I've been having problems with the BMC/IPMI Event Log registering over-temperature errors (in some cases critical) for the CPUs. I am concerned that these are mainly false positives and that the default sensor thresholds set on the BMC are wrong.
Hardware: RS924A-E6/RS8 with 4x AMD 6376 CPUs - the AMD CPUs provide a Temperature Control Margin (Tctl Margin) instead of a raw temperature reading. My understanding of Tctl Margin is that it is a reverse scale from 0..255
whereby 0
represents the maximum operating temperature of the CPU (69 Celsius
in this case). In essence, the closer we get to 0
, the hotter the CPU physically is - more info here.
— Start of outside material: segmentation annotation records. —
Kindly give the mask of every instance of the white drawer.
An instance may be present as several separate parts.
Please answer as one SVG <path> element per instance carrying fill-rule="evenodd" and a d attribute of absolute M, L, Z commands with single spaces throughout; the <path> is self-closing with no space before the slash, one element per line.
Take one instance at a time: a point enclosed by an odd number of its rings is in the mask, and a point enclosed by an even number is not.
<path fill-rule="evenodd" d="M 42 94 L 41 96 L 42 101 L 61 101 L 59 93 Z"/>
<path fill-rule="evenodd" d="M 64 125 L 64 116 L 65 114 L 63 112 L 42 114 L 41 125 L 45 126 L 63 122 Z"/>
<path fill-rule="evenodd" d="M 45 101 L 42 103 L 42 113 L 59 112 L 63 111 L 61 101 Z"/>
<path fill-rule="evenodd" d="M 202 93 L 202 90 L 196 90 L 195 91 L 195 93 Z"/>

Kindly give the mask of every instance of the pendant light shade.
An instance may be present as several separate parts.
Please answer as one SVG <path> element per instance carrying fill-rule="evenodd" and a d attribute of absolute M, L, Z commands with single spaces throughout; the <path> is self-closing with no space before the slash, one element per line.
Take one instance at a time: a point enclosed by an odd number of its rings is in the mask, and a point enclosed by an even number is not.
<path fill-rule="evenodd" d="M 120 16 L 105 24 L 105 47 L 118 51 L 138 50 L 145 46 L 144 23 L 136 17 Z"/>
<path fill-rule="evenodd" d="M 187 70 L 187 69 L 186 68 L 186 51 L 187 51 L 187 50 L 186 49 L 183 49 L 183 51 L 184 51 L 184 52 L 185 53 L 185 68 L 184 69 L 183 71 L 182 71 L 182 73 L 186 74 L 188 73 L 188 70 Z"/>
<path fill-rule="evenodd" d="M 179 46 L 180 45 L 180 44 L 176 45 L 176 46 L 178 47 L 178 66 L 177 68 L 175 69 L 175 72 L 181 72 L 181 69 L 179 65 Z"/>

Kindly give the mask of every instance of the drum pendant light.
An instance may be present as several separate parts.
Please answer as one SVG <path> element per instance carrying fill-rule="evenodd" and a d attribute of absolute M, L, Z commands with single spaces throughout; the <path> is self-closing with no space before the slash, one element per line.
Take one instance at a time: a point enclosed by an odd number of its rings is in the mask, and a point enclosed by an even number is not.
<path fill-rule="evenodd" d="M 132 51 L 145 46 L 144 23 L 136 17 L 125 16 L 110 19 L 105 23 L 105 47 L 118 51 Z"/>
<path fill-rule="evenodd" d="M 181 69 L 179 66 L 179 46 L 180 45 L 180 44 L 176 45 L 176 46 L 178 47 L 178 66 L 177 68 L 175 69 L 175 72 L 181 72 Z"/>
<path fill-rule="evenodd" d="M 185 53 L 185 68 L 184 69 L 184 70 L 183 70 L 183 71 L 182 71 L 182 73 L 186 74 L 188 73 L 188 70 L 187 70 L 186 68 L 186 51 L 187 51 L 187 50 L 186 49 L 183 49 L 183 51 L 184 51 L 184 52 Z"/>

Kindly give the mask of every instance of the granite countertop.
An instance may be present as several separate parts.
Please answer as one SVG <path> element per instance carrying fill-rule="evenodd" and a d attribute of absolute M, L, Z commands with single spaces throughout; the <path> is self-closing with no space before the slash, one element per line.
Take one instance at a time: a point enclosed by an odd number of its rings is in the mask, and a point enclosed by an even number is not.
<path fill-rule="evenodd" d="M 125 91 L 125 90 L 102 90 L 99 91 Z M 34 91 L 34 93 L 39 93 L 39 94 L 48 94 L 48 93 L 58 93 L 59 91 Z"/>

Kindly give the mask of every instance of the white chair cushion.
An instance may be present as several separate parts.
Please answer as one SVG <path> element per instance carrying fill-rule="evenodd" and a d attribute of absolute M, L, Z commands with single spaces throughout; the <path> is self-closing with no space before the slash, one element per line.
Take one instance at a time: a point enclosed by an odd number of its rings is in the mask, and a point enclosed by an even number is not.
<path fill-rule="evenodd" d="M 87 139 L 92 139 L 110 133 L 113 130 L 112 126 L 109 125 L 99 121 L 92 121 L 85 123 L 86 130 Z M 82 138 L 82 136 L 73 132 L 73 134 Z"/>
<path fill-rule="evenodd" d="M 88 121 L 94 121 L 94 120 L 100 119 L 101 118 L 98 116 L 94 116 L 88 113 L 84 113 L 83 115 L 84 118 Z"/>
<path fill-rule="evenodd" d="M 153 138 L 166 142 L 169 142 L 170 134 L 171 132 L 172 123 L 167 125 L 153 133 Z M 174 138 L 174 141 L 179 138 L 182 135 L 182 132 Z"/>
Data: The two tables below provide information on the thresholds and the registered events.
Sensor Thresholds:
ID | Name | Type | Reading | Units | Lower NR | Lower C | Lower NC | Upper NC | Upper C | Upper NR | Event
1 | CPU1 Tctl Margin | Temperature | 26.00 | unspecified | -10.00 | -5.00 | 0.00 | 127.00 | 127.00 | 127.00 | 'OK'
2 | CPU2 Tctl Margin | Temperature | 26.00 | unspecified | -10.00 | -5.00 | 0.00 | 127.00 | 127.00 | 127.00 | 'OK'
Event Log:
ID | Date | Time | Name | Type | Event
1 | Mar-28-2017 | 17:25:45 | CPU1 Tctl Margin | Temperature | Upper Non-recoverable - going low ; Sensor Reading = 31.00 unspecified ; Threshold = 127.00 unspecified
2 | Apr-09-2017 | 10:12:38 | CPU1 Tctl Margin | Temperature | Upper Non-recoverable - going low ; Sensor Reading = 24.00 unspecified ; Threshold = 127.00 unspecified
As you can see in the table above, CPU1
typically suffers a Upper Non-recoverable temperature error. Where I am confused is that this error occurs at a sensor reading of 24
(or 31
) but the threshold is 127
. Is it the case that the BMC is misinterpreting the sensor reading, or that the thresholds are wrong? What can I do to fix this?